Nel ring della politica il Pd si muove come un pugile tramortito che rimbalza da una corda all'altra mulinando pugni a vuoto dinanzi a un avversario che lo osserva senza alzare un dito. Non è cavalleria sportiva: il match è già finito con le elezioni dello scorso settembre. A oltre quattro mesi dal ko incassato dal segretario dimissionario Letta, i dem si sono avvitati in sterili bizantinismi per definire le primarie del 26 febbraio. Un ginepraio di norme e interpretazioni viste con sgomento dentro lo stesso partito come segno dell'«impazzimento» di una classe dirigente allo sbando. Incredula di aver perso il potere dinanzi al verdetto popolare e taciturna sullo scandalo Qatargate, tutto interno alla sinistra di esportazione a Bruxelles. Se il Pd boccheggia, il resto dell'opposizione non se la passa benissimo. Il Movimento 5 Stelle si è ritagliato il primato virtuale nella minoranza promettendo sussidi e mance anche a livello regionale. Il Terzo Polo di Calenda non riesce a monopolizzare il fronte antigovernativo mentre Renzi, impegnato a pareggiare i conti con i pm che l'hanno braccato, si tiene pronto per il prossimo giro elettorale. Ci provano tutti, ma non ci riescono, diventando alla fine i migliori alleati degli avversari da abbattere. Un'opposizione feroce a parole e nel cavalcare paure retrò come il fascismo e le gabbie salariali, ma incapace nei fatti di dare del filo da torcere a Palazzo Chigi.

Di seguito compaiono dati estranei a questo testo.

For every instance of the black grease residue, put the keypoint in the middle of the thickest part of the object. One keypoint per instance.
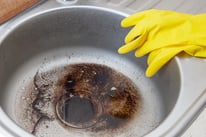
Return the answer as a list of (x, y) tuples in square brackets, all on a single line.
[(96, 97)]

Si sono accontentati di trascorrere i 101 giorni del governo Meloni alla ricerca spasmodica di segnali di logoramento dell'esecutivo del centrodestra. Il Pd, più di tutte le altre forze di centrosinistra, aveva cullato il sogno di un'implosione dell'esecutivo con ritorno quasi immediato alle urne, vagheggiando una convivenza impossibile tra Fratelli d'Italia, Lega e Forza Italia. Ad ascoltare toni trafelati e voci rotte dall'emozione, la Meloni sarebbe dovuta cadere in continuazione: dalla disputa sulle accise sui carburanti, ai distinguo garantisti sulla giustizia alla fisiologica stanchezza verso la guerra infinita sul fronte ucraino. Anche sulla questione Ong, è bastato respingere qualche ardito emendamento leghista di bandiera per intravedere il distacco definitivo del Carroccio. Senza contare quei retroscena su Fratelli d'Italia dove il mal di pancia di un colonnello o la temeraria proposta di legge contro gli atti osceni sarebbero la spia di un partito sull'orlo della deflagrazione. Riconosciuto che Giorgia Meloni abbia avuto momenti di difficoltà, questo non è avvenuto di sicuro per mano dei suoi avversari politici.
Non resta che assistere al fenomeno di un'auto-opposizione interna alla stessa maggioranza che, blindata dal punto di vista numerico, può consentire alle proprie anime di distinguersi sui temi identitari senza perdere di vista l'obiettivo finale di guidare il Paese. Questa non è una novità assoluta per l'Italia dove decine di esecutivi, nella Prima Repubblica, si facevano e disfacevano al riparo di una Dc che si riassestava ogni giorno pur rimanendo ospite fisso di Palazzo Chigi. Altri tempi però.
Nonostante lo sbandierato imprinting democratico, la sinistra ha sempre riconosciuto a fatica la legittimità degli altrui governi. Ma quando un'opposizione in crisi nera non lascia il segno su nulla, è meglio una maggioranza che discute rispetto a una compagine bulgara che sa solo alzare la mano in aula.